Displaced villagers seek judicial redress

- By CHINTU MALAMBO

OVER 200 villagers from Chitukuko and Julius villages in Lusaka West have petitioned the Lusaka High Court to interpret Article 16 chapter 1 of the Constituti­on in a matter in which they have allegedly been evicted from a land they had been in occupation for over 47 years.

According to a petition filed in the High Court, the petitioner­s dragged Kwatu Farms Limited which is the title holder, John William Kelly Clayton the managing director at Kwatu Farms and the Attorney General who was being sued on behalf of the Commission­er of Lands.

The petitioner­s claimed that the proceeding­s were initiated as a matter of public interest for redress of their grievances regarding the protection of their constituti­onal and fundamenta­l rights of protection from deprivatio­n of property.

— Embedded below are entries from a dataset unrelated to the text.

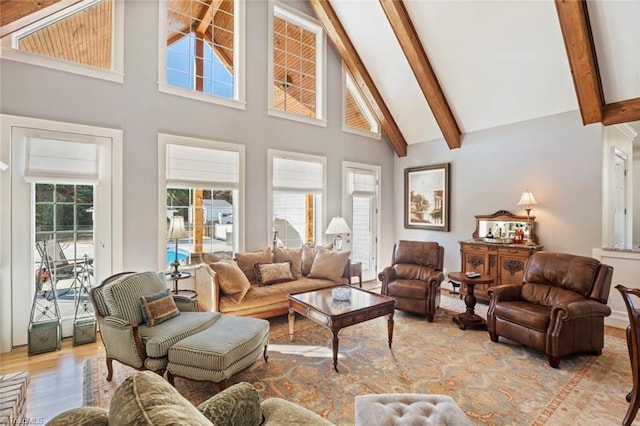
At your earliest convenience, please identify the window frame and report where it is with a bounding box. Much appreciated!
[0,0,124,83]
[342,61,382,140]
[158,0,246,110]
[267,0,327,127]
[266,149,327,245]
[157,133,245,271]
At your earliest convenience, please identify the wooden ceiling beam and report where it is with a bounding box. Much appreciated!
[380,0,460,149]
[555,0,604,124]
[193,0,223,34]
[602,98,640,126]
[309,0,407,157]
[0,0,82,38]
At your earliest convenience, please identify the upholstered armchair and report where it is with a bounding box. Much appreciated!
[487,252,613,368]
[90,272,220,380]
[378,241,444,322]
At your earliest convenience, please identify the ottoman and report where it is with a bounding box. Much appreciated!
[356,393,471,426]
[167,316,269,390]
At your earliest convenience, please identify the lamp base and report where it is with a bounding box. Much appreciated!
[333,235,342,251]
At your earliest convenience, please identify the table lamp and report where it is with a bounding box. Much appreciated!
[518,189,538,246]
[325,216,351,251]
[167,216,189,277]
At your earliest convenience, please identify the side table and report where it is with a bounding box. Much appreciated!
[164,272,195,296]
[449,272,493,330]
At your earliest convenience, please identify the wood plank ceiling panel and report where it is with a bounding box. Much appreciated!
[309,0,407,157]
[380,0,460,149]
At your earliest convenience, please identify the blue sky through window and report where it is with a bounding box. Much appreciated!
[167,33,233,99]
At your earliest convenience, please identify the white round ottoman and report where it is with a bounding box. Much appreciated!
[356,393,471,426]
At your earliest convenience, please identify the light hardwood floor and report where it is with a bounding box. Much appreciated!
[0,336,105,424]
[0,283,625,423]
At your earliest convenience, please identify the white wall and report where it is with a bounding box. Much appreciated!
[0,1,395,352]
[394,112,602,271]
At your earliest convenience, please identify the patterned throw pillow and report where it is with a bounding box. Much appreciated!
[253,260,295,287]
[308,247,351,284]
[209,259,251,303]
[140,288,180,327]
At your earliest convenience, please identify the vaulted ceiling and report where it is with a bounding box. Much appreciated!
[0,0,640,156]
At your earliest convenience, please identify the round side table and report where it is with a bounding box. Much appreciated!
[448,272,494,330]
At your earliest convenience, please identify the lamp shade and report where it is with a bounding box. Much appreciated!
[518,189,538,206]
[167,216,189,240]
[325,216,351,234]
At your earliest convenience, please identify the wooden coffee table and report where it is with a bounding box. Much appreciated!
[288,286,396,371]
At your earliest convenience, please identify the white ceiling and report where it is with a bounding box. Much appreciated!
[331,0,640,144]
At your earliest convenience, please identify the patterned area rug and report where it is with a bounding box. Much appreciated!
[84,295,631,426]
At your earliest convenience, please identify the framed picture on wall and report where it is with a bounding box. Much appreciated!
[404,163,449,231]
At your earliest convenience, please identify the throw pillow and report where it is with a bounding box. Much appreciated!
[300,246,316,277]
[253,261,295,287]
[198,382,262,426]
[209,259,251,303]
[309,247,351,284]
[236,247,273,282]
[140,288,180,327]
[273,247,302,279]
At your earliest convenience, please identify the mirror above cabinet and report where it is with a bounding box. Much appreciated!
[473,210,538,245]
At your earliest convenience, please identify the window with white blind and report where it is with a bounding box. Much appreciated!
[343,162,380,281]
[159,135,244,269]
[342,63,380,139]
[1,0,124,82]
[159,0,245,108]
[269,150,326,248]
[267,2,326,126]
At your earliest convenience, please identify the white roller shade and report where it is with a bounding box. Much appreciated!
[273,157,324,192]
[349,171,377,194]
[167,144,240,187]
[24,137,100,183]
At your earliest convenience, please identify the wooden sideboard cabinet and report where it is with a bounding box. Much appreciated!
[459,240,542,300]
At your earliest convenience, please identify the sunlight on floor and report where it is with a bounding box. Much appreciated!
[269,344,342,358]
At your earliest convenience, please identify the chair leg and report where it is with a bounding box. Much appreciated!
[107,358,113,382]
[622,389,640,426]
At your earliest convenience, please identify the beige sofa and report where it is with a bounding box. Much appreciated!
[195,247,350,318]
[47,371,332,426]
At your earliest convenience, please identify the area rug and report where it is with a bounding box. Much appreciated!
[84,297,631,426]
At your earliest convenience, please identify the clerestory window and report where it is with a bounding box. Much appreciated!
[1,0,124,82]
[159,0,245,108]
[269,3,326,125]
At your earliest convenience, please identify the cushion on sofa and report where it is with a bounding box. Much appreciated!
[273,247,302,279]
[138,312,220,358]
[110,272,167,325]
[309,247,351,283]
[47,407,109,426]
[236,247,273,282]
[198,382,262,426]
[209,259,255,303]
[109,371,211,426]
[140,288,180,327]
[253,260,295,286]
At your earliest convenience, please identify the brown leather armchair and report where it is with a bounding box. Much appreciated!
[378,241,444,322]
[487,252,613,368]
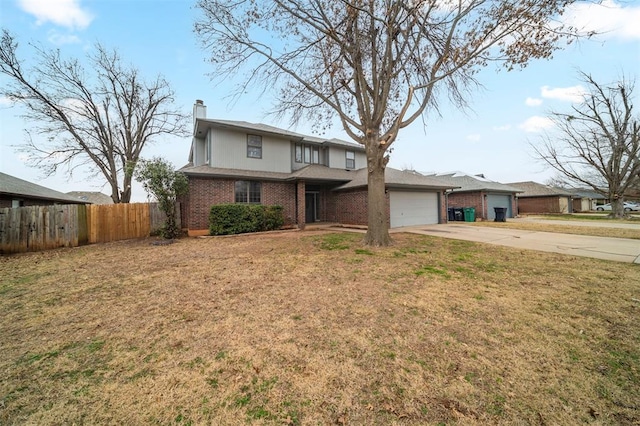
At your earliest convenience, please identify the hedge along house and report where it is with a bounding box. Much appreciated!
[508,181,573,213]
[180,101,451,235]
[422,172,523,220]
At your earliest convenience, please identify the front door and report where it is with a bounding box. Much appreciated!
[304,192,319,223]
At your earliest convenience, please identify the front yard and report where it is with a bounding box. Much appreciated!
[0,231,640,425]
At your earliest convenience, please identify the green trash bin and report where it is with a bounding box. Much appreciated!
[464,207,476,222]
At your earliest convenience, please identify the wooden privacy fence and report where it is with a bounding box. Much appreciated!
[0,203,180,254]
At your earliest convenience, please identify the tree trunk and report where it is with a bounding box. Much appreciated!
[611,198,625,219]
[364,137,391,246]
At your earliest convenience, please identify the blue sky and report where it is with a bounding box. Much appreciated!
[0,0,640,201]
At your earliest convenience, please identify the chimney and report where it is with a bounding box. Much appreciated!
[193,99,207,124]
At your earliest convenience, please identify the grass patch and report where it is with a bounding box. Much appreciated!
[465,217,640,240]
[0,231,640,425]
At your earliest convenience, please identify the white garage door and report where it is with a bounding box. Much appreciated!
[487,194,513,220]
[389,191,438,228]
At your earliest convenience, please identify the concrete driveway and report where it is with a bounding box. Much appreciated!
[390,221,640,264]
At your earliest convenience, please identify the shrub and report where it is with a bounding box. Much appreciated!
[209,204,284,235]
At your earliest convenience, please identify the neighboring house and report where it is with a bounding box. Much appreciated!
[67,191,113,204]
[568,188,607,212]
[180,101,452,235]
[507,181,573,214]
[0,173,90,208]
[422,172,522,220]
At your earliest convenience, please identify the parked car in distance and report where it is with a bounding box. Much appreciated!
[596,201,640,212]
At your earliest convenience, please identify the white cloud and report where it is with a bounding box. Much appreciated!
[519,115,553,133]
[48,31,80,46]
[563,0,640,40]
[540,85,587,102]
[524,98,542,106]
[18,0,93,29]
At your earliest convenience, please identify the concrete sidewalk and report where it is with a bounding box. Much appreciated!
[390,223,640,264]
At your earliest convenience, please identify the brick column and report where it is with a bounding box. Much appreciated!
[296,180,306,229]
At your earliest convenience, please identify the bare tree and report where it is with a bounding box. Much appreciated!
[533,73,640,218]
[195,0,577,245]
[0,30,187,203]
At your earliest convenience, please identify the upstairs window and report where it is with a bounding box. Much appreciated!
[295,144,324,164]
[247,135,262,158]
[346,151,356,169]
[236,180,262,204]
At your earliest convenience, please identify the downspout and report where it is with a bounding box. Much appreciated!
[481,192,489,220]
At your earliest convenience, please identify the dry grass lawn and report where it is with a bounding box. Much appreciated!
[0,231,640,425]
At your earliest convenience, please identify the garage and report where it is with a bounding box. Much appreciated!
[389,191,439,228]
[487,194,513,220]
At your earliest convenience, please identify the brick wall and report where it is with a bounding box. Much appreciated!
[329,189,368,225]
[518,197,567,213]
[180,177,296,230]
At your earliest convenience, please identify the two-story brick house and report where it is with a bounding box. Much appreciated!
[180,101,452,235]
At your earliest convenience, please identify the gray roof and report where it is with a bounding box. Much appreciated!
[67,191,113,204]
[195,118,364,151]
[0,172,90,204]
[336,167,457,190]
[180,164,456,190]
[570,188,607,200]
[426,172,523,193]
[507,181,571,198]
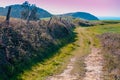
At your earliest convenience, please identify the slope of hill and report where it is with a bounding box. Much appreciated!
[0,17,74,80]
[0,4,52,18]
[62,12,99,20]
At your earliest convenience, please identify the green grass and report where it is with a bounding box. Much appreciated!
[19,22,120,80]
[20,37,75,80]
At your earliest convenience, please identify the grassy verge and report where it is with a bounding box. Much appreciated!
[15,20,120,80]
[88,21,120,80]
[15,30,75,80]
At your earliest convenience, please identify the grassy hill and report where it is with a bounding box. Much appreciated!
[0,17,74,80]
[0,4,52,18]
[0,14,120,80]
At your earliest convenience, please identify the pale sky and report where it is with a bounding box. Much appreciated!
[0,0,120,17]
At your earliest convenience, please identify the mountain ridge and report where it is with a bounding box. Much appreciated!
[61,12,99,20]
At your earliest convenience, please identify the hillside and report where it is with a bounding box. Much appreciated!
[0,4,52,18]
[62,12,99,20]
[0,17,74,80]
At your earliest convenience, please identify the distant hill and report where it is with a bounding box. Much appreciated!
[0,4,52,18]
[62,12,99,20]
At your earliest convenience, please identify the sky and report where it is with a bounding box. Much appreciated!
[0,0,120,17]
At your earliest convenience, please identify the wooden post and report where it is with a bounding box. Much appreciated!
[6,6,11,25]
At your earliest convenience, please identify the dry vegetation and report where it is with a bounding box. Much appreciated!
[100,33,120,80]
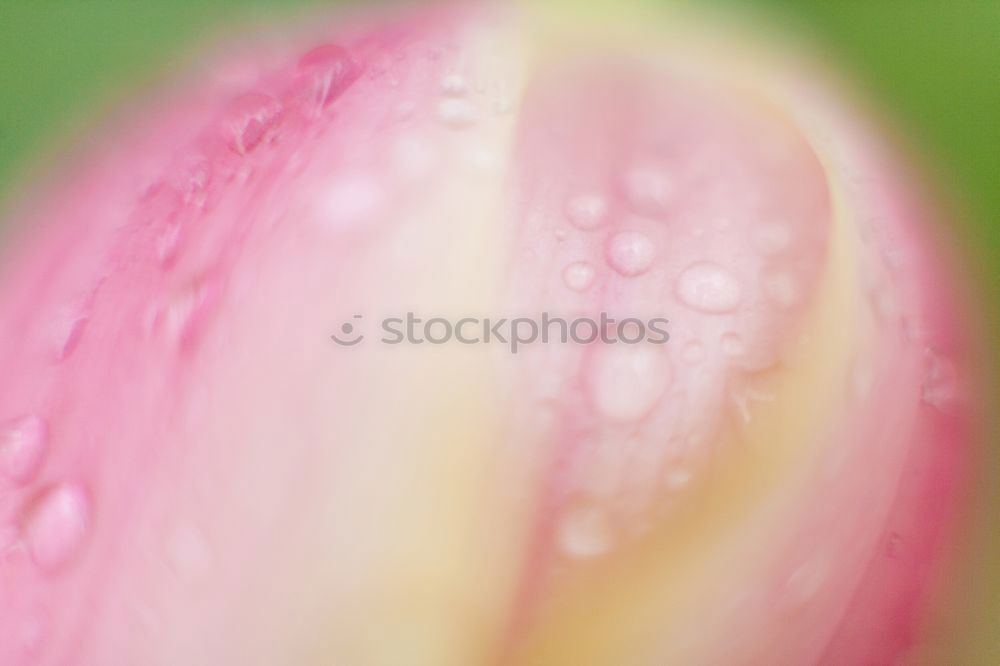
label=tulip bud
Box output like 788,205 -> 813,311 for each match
0,3 -> 975,666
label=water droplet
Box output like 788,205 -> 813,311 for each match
223,93 -> 283,155
589,343 -> 671,422
605,231 -> 656,277
298,44 -> 361,113
558,504 -> 614,559
676,261 -> 743,314
437,99 -> 479,129
719,333 -> 746,358
563,261 -> 596,291
681,340 -> 705,365
763,272 -> 801,308
0,415 -> 49,484
24,483 -> 90,571
566,194 -> 608,231
441,74 -> 469,97
624,165 -> 674,218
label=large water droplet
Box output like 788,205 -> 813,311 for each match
298,44 -> 360,113
558,504 -> 615,559
563,261 -> 596,291
223,93 -> 283,155
676,261 -> 743,314
605,231 -> 656,277
24,483 -> 91,571
0,415 -> 49,485
566,194 -> 608,231
590,343 -> 671,422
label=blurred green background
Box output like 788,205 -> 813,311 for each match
0,0 -> 1000,666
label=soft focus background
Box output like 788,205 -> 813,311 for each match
0,0 -> 1000,666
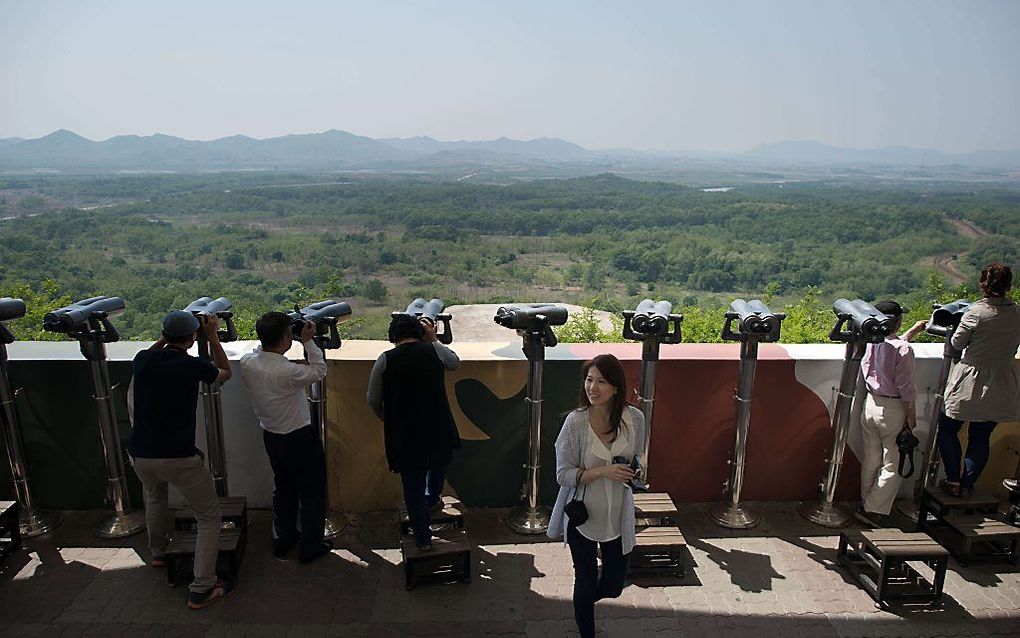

They also claimed that they had been occupants of Julius and Chitukuko village a remainder of Farm No. 1957 from 1970 to date and that Kwatu farms obtained title to the remainder of farm 1957 in 1988 without following the laid down procedures in acquiring interest to land and had been extending its property.

The petitioner­s alleged Kwatu farms did not have a contract of sale, no consent to assign and no tax clearance with respect to the acquisitio­n of farm 1957. And and that as indigenous occupants of the said land, Kwatu farms and its director did not consult them before obtaining title to the property despite knowing the interest they had in the property.

“The failure to consult us was deliberate for the reason that Kwatu Farms knew the interest we had in the same property and despite the questionab­le manner in which Kwatu has obtained the property, they have continued to evict us,” they claimed.

The petitioner­s stated that they strongly believed that their eviction from the property in question premised on the title was unconstitu­tional and should be prohibited as a matter of public interest and serving justice pursuant to Article 16 of the Constituti­on, Chapter 1 of the laws of Zambia.

Subsequent­ly, the petitioner­s asked the court to determine and declare that the purported eviction did not fall within the provisions of Article 16 of the Constituti­on, Chapter 1 of the laws of Zambia and as such null and void to the extent of the unconstitu­tionality as the same was being used as a tool to infringe on their rights.